Kids will continue to enjoy Halloween whatever the party poopers declare, however. It gives them a chance to dress up as ghosties and witches, look spooky enough to frighten themselves a tiny bit, and the opportunity to dash around the neighbourhood in the dark coyly demanding sweets. That is what it's all about really. It's now a fun occasion for the kids to do their own thing unfettered by adult over-organisation, but in safety.

The deccies are all coming down this weekend, but you can bet your bottom euro they'll all be up again next year!


  1. I have an uncle and aunt who emigrated to the States in the late 40s, early 50s. They sent me and my brothers these stacks of US comics, so I was exposed to American culture from an early age. I remember looking at the Halloween issues, full of pumpkins and candles with mild interest and curiosity, but never once did I say "How come we don't celebrate this in England ?". I'm wondering now why that was, because anything that would brighten up post-war austerity Britain was surely something to be welcomed.

    I think it just seemed a bit OTT . Witches etc were OK in books or comics from time to time, but I couldn't see the point or need of having a fixed event in the calendar, akin to Christmas, to celebrate them. Isn't it a bit tantamount to saying that the world of demons and spirits is on a par with that of the religious festivals ? 50 years later, I'm now non-religious, and have been since my teens, but I still think Halloween is OTT ! I admire the French for having tried it, and then politely saying no thank you.

  2. Hello there!

    Actually, to begin with, Halloween was an irish and celtic event.....and you can't be more catho than that!

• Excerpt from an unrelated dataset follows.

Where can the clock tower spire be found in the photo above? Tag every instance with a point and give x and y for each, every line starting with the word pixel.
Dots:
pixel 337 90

    Ados gave it up, but it was not really meant for them, the hogged it! Its meant for the smaller ones, and lots of bonbons to be given. I think it was considered "unsuitable" when ados turned it into somethinga bit gory of the "scream' style, and that put parents off it as being satanique or gory or indecent.

    But the real "fete" was for weenies, with lovely dressing up and tons of I bet you one or two of us will still buy sweeties and hope little ones will come by to ask for them.....this year nobody rang on my bell. But if I did not have Ed and her weenies - who would ring on my door anyway?


  3. Plenty of festivities over our way though my own have outgrown it.
    trut the government to spoil a bit of harmless fun!

  4. It's good to read about your work to put up the decorations, buy the treats, and head out into the world costumed. Fun!

    I've been out the last several days reading Halloween related posts by expatriate bloggers...and putting the links to them on my blog. I just can't stop!

    Meilleurs vœux!

  5. I love Halloween
    We feast on ghouls and ghosts, witches and wizards... the odd little devil or two
    We love being visited by the local kids, and we welcome them
    And then, once the excitement has died down and I am alone, I perform some Celtic rituals, to put me in touch with my roots and nature's cycles
    I see no reason why Halloween should be vilified nor why it should take away any of the solemnity and respect of La Toussaint
    "Chacun voit midi a sa porte"

  6. I'll be interested to see what happens next year; whether we get any little ghosties at the door or not.